Meanwhile, Ricky rides various subway trains, getting weaker and weaker from lack of food and water. For the most part, the other riders appear indifferent to him. A homeless black man gives him a banana, but one teenager becomes disgusted and abusive when he realizes that Ricky has wet his pants (because the public bathrooms inside the subway are, of course, all locked). Although viewers might expect that the search for a missing autistic child would entail incredible dramatic suspense, especially once we learn that Hurricane Sandy is imminent, that proves not to be the case. Little Fugitive does something similar. In Engel’s film, the narrative becomes a means to explore the visually exciting world of the amusement park – the rides, arcade games, junk food, and crowded beach – all seen through the eyes of an impressionable young child with an obsession with horses.

Fleischner also chooses not to exploit the inherent drama. Instead, one of the main strengths of Stand Clear of the Closing Doors is that it allows us to view the underground world of the New York subways through Ricky’s eyes. We see it not only as a microcosm of diversity – the interaction of people of all ages, races, and ethnic groups – but as a wondrous kaleidoscope of abstract patterns of color, light, and sound. Fleischner mixes staged scenes and documentary footage so skillfully that it’s hard to tell the difference between the two. We overhear snippets of conversation – a gray-haired man tells a young child in a stroller an anecdote about “Louie the Tailor,” a crazy woman makes an Anti-Semitic remark about the mayor and expresses plans to vote for Mitt Romney, two arrogant guys grossly underestimate the power of the approaching storm – and watch teenage break dancers perform intricate dance movements for the benefit of the riders. On Halloween, people in scary costumes populate the subway, transforming it into a surreal carnival, before the trains finally shut down due to the hurricane. Yet, through all of this, Ricky’s detachment at being lost becomes our own detachment, so that the family drama involving his disappearance feels as if it’s occurring in an alternate universe.

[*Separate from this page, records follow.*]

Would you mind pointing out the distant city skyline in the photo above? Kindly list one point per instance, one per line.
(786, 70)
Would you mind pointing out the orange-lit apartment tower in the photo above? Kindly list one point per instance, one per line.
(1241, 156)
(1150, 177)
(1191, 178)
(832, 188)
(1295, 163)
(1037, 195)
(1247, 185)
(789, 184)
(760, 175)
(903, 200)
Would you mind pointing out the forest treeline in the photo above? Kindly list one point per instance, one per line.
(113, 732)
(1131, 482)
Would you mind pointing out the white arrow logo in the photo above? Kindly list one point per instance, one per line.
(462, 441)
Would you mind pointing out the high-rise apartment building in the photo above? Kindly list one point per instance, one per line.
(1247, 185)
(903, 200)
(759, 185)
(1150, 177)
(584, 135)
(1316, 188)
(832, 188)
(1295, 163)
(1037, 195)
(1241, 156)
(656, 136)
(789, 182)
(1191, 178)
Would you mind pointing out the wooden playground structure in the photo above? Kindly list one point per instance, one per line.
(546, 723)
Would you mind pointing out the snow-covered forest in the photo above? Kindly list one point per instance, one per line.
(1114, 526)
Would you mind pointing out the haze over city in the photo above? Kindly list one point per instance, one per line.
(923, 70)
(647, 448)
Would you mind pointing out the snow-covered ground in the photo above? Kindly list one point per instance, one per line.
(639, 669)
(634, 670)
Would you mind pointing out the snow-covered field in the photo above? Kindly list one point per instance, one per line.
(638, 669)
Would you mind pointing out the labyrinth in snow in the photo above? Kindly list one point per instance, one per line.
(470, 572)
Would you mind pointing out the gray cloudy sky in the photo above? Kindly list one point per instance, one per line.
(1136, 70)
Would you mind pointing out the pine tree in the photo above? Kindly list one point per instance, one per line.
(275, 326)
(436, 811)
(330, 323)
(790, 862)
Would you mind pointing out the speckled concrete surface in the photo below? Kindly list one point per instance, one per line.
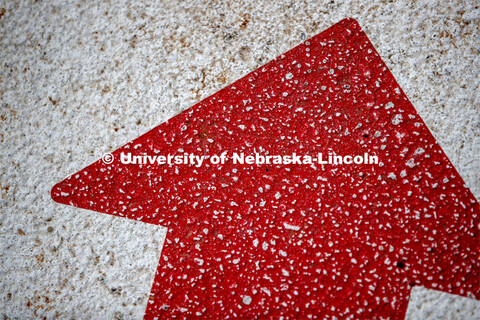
(80, 79)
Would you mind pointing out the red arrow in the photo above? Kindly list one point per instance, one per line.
(298, 241)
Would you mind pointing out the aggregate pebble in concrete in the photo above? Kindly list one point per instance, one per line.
(79, 79)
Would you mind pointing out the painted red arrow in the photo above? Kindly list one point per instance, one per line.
(298, 241)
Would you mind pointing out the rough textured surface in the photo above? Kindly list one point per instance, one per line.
(78, 81)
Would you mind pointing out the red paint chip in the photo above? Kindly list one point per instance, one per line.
(298, 241)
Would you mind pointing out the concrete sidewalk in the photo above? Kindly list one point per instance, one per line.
(78, 80)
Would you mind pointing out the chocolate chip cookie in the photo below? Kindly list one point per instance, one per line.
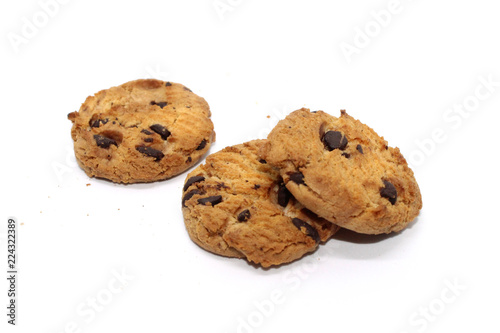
(236, 205)
(343, 171)
(141, 131)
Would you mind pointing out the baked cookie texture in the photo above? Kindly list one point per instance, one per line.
(343, 171)
(236, 205)
(141, 131)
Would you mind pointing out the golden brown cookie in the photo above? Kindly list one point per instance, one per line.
(141, 131)
(236, 205)
(343, 171)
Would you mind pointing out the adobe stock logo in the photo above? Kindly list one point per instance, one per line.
(32, 25)
(429, 313)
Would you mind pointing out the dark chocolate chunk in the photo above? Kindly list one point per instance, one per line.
(212, 200)
(334, 140)
(160, 104)
(189, 195)
(297, 177)
(104, 142)
(148, 151)
(244, 216)
(309, 230)
(97, 122)
(283, 195)
(389, 192)
(162, 130)
(202, 145)
(192, 180)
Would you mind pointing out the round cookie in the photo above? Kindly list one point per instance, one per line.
(141, 131)
(343, 171)
(236, 205)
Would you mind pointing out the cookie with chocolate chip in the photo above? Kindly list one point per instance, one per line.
(236, 205)
(141, 131)
(343, 171)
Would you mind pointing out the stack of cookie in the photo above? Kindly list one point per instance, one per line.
(269, 201)
(272, 201)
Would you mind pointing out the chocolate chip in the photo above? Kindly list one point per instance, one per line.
(97, 122)
(334, 140)
(244, 216)
(162, 130)
(202, 145)
(160, 104)
(212, 200)
(309, 230)
(189, 195)
(389, 192)
(283, 195)
(104, 142)
(297, 177)
(192, 180)
(148, 151)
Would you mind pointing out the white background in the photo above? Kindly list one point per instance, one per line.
(252, 59)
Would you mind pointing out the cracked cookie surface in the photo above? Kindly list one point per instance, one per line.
(343, 171)
(236, 205)
(141, 131)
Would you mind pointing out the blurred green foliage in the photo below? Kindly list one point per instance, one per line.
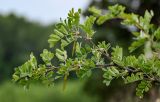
(19, 37)
(73, 93)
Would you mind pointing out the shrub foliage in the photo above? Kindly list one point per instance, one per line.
(86, 55)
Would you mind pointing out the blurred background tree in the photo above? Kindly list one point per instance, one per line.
(19, 37)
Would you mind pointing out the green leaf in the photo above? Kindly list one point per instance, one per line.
(157, 34)
(47, 56)
(117, 55)
(136, 44)
(143, 86)
(109, 74)
(133, 78)
(61, 55)
(87, 26)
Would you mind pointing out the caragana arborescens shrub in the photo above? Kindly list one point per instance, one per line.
(86, 55)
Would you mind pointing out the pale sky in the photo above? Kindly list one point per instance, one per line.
(44, 11)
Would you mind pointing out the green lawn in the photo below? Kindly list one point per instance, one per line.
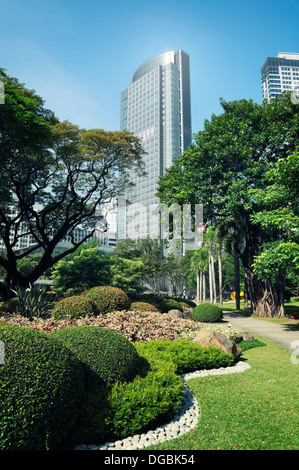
(254, 410)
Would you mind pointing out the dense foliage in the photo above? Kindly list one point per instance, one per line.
(208, 313)
(106, 356)
(76, 306)
(169, 304)
(41, 386)
(143, 307)
(107, 298)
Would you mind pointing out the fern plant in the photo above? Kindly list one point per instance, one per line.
(33, 302)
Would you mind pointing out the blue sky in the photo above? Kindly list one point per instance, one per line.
(80, 55)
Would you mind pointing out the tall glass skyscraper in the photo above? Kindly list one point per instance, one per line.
(156, 106)
(279, 74)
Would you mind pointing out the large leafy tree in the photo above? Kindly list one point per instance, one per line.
(53, 178)
(279, 214)
(229, 158)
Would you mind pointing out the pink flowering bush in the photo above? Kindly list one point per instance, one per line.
(134, 325)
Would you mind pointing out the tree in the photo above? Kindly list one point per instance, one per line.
(87, 267)
(199, 264)
(280, 216)
(127, 248)
(171, 269)
(151, 255)
(53, 178)
(127, 275)
(231, 157)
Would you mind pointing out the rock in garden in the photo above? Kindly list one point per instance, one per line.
(176, 313)
(185, 314)
(248, 337)
(207, 338)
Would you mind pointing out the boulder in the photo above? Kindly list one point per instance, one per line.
(248, 336)
(218, 340)
(186, 314)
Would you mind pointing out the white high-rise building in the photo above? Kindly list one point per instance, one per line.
(279, 74)
(156, 106)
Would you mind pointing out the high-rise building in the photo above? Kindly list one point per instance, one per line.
(156, 106)
(279, 74)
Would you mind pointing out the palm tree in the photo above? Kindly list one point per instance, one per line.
(199, 265)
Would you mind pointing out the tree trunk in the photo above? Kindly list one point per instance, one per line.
(210, 279)
(220, 275)
(213, 278)
(237, 278)
(245, 294)
(197, 286)
(266, 300)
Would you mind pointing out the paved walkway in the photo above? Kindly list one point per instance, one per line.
(280, 334)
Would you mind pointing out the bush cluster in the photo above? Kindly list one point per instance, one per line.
(168, 304)
(90, 383)
(106, 356)
(143, 307)
(207, 313)
(107, 298)
(185, 355)
(41, 387)
(150, 400)
(76, 306)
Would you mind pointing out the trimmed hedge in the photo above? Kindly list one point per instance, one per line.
(130, 408)
(185, 355)
(41, 387)
(143, 307)
(107, 298)
(207, 313)
(106, 356)
(147, 401)
(76, 306)
(190, 303)
(169, 304)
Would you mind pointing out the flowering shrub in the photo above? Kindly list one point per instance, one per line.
(143, 307)
(135, 325)
(169, 304)
(207, 313)
(41, 388)
(108, 298)
(75, 306)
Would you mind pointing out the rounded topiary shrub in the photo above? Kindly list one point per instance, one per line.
(41, 388)
(143, 307)
(76, 306)
(207, 313)
(11, 305)
(107, 298)
(169, 304)
(188, 302)
(106, 355)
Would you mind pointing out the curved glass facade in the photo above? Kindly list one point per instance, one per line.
(156, 106)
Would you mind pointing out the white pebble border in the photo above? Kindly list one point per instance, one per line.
(184, 420)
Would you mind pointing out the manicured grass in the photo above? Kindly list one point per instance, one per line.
(254, 410)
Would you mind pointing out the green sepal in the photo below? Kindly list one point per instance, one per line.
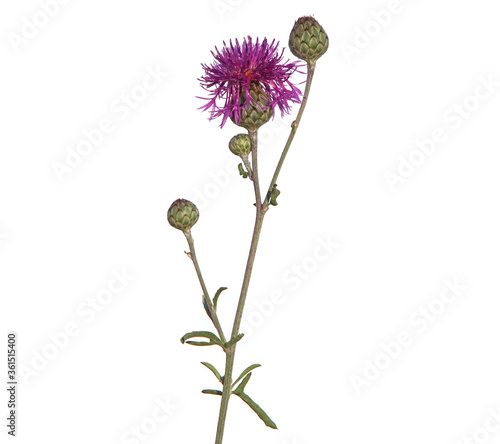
(212, 392)
(244, 372)
(214, 371)
(214, 340)
(234, 340)
(242, 172)
(217, 294)
(257, 409)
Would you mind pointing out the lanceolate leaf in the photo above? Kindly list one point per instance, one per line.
(214, 371)
(239, 390)
(214, 340)
(217, 294)
(244, 372)
(256, 408)
(234, 340)
(205, 306)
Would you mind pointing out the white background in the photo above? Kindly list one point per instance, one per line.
(61, 240)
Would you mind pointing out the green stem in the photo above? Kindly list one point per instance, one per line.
(192, 255)
(311, 66)
(230, 353)
(259, 218)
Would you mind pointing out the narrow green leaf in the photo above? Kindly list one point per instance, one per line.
(244, 372)
(212, 392)
(239, 390)
(203, 334)
(257, 409)
(216, 297)
(214, 371)
(234, 340)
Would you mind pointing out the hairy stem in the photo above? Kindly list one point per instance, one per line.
(311, 66)
(230, 353)
(192, 255)
(261, 210)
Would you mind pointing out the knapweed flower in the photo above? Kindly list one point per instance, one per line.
(246, 79)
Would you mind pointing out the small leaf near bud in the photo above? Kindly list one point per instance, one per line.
(274, 195)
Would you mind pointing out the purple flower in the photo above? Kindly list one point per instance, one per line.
(236, 67)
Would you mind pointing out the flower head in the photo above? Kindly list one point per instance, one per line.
(240, 68)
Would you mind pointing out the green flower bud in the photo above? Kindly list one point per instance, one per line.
(257, 112)
(308, 40)
(241, 145)
(183, 214)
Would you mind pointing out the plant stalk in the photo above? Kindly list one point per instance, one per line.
(261, 210)
(311, 66)
(192, 255)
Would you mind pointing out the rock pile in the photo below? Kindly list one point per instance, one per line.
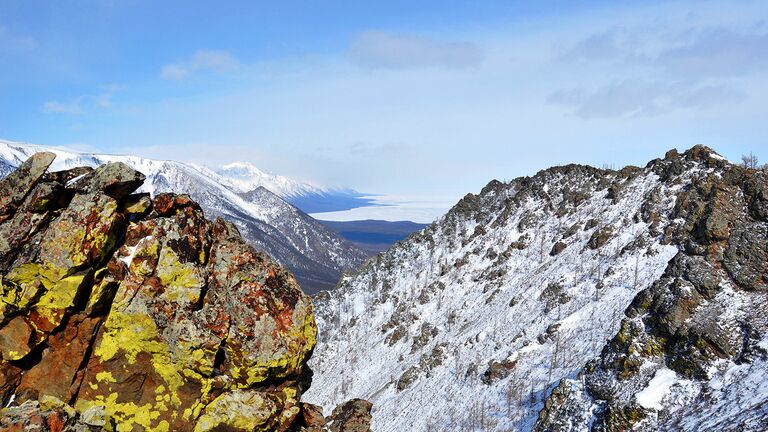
(123, 312)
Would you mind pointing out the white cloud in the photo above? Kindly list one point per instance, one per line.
(55, 107)
(12, 42)
(83, 103)
(201, 61)
(717, 51)
(691, 52)
(379, 49)
(632, 98)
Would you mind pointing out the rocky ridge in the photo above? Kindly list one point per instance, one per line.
(124, 312)
(314, 254)
(692, 352)
(501, 307)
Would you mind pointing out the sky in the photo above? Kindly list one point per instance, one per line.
(427, 100)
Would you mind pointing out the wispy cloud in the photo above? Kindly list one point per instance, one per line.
(631, 98)
(693, 52)
(717, 52)
(83, 103)
(380, 49)
(201, 61)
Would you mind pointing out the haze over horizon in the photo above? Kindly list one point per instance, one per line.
(425, 102)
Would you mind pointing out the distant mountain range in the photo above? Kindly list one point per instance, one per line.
(578, 299)
(264, 214)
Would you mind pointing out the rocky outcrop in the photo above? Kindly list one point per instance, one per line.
(696, 331)
(121, 312)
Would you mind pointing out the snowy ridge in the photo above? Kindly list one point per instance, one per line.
(244, 177)
(477, 318)
(315, 255)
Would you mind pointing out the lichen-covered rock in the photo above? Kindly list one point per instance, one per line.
(122, 312)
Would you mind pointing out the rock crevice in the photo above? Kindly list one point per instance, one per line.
(121, 312)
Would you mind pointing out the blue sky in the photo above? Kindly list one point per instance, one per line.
(428, 99)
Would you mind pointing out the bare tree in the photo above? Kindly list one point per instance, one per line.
(749, 161)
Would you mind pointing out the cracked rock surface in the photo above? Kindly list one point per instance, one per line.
(121, 312)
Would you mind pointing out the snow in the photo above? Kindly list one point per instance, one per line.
(483, 297)
(265, 220)
(657, 388)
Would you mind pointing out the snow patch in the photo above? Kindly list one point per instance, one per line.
(657, 388)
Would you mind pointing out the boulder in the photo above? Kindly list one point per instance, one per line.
(123, 312)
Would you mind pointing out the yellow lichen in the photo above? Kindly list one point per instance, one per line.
(238, 410)
(105, 376)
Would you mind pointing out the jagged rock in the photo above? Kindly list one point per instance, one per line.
(352, 416)
(694, 325)
(140, 314)
(498, 370)
(557, 248)
(18, 184)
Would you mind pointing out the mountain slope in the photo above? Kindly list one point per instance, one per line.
(513, 290)
(273, 225)
(244, 177)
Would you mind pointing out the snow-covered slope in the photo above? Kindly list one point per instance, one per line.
(470, 324)
(244, 177)
(316, 257)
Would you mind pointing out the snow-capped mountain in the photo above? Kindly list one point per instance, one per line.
(509, 312)
(314, 254)
(244, 177)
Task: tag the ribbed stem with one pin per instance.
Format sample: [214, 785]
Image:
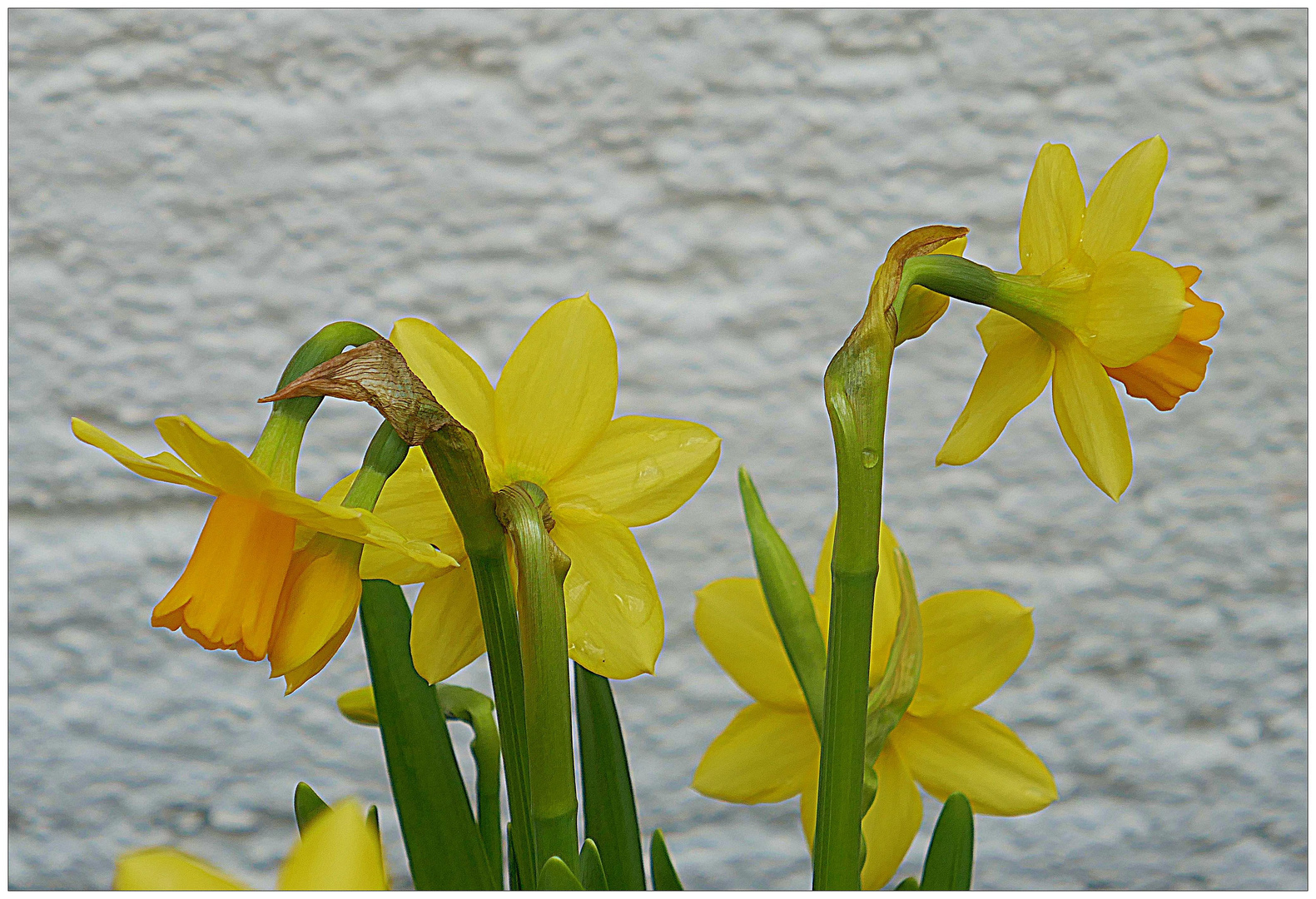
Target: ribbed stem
[856, 387]
[458, 466]
[544, 657]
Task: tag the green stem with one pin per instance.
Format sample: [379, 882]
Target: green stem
[477, 710]
[281, 441]
[544, 656]
[856, 386]
[458, 464]
[1050, 310]
[787, 600]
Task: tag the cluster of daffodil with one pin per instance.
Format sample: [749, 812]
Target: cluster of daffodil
[512, 505]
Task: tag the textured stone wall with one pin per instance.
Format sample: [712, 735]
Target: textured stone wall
[196, 192]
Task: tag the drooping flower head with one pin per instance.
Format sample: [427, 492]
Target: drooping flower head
[973, 641]
[1086, 308]
[549, 421]
[339, 851]
[241, 589]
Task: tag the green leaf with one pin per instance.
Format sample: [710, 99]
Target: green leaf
[557, 876]
[949, 864]
[514, 871]
[591, 867]
[659, 862]
[305, 806]
[787, 600]
[444, 845]
[609, 801]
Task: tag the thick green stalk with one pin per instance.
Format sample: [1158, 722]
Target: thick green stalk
[888, 701]
[787, 600]
[477, 710]
[543, 568]
[458, 466]
[281, 441]
[856, 387]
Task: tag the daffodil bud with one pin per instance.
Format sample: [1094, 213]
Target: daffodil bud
[360, 706]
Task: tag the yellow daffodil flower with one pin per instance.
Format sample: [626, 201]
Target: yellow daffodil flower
[245, 588]
[549, 423]
[340, 851]
[1086, 308]
[973, 640]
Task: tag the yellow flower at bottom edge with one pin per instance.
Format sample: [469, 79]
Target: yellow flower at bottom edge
[340, 851]
[549, 423]
[245, 586]
[973, 641]
[1105, 312]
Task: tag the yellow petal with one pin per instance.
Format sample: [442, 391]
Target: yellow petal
[340, 851]
[886, 600]
[310, 669]
[765, 754]
[978, 756]
[162, 466]
[320, 593]
[923, 307]
[414, 504]
[1135, 308]
[973, 640]
[822, 578]
[892, 822]
[453, 377]
[446, 629]
[226, 468]
[1091, 420]
[1053, 211]
[615, 624]
[1016, 369]
[228, 595]
[810, 808]
[217, 462]
[557, 393]
[1121, 203]
[641, 470]
[733, 622]
[170, 869]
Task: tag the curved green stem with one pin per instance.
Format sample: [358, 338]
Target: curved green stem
[281, 441]
[458, 464]
[856, 386]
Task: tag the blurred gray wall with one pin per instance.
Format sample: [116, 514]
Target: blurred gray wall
[192, 194]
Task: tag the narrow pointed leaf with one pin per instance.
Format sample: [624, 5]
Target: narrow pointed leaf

Shot by Adam Jandrup and Ethan Palmer, Stand Clear of the Closing Doors manages to capture the kinetic energy of the subway, and, in the process, the character of New York City itself. The film’s power derives largely from its subjective point of view and carefully observed details. Fleischner joins a group of indie filmmakers – Matt Porterfield, Tim Sutton, Daniel Patrick Carbone, Eliza Hittman, and Jeremy Saulnier, among others – who appear to be moving away from mumblecore’s reliance on dialogue in favor of a new emphasis on visual storytelling and style. Stand Clear of the Closing Doors played at the Wisconsin Film Festival last April, as well as at BAMcinemaFEST, before having a brief theatrical run. Distributed by Oscilloscope, the film is currently available on VOD and just appeared on Amy Taubin’s year-end Top Ten list in Artforum.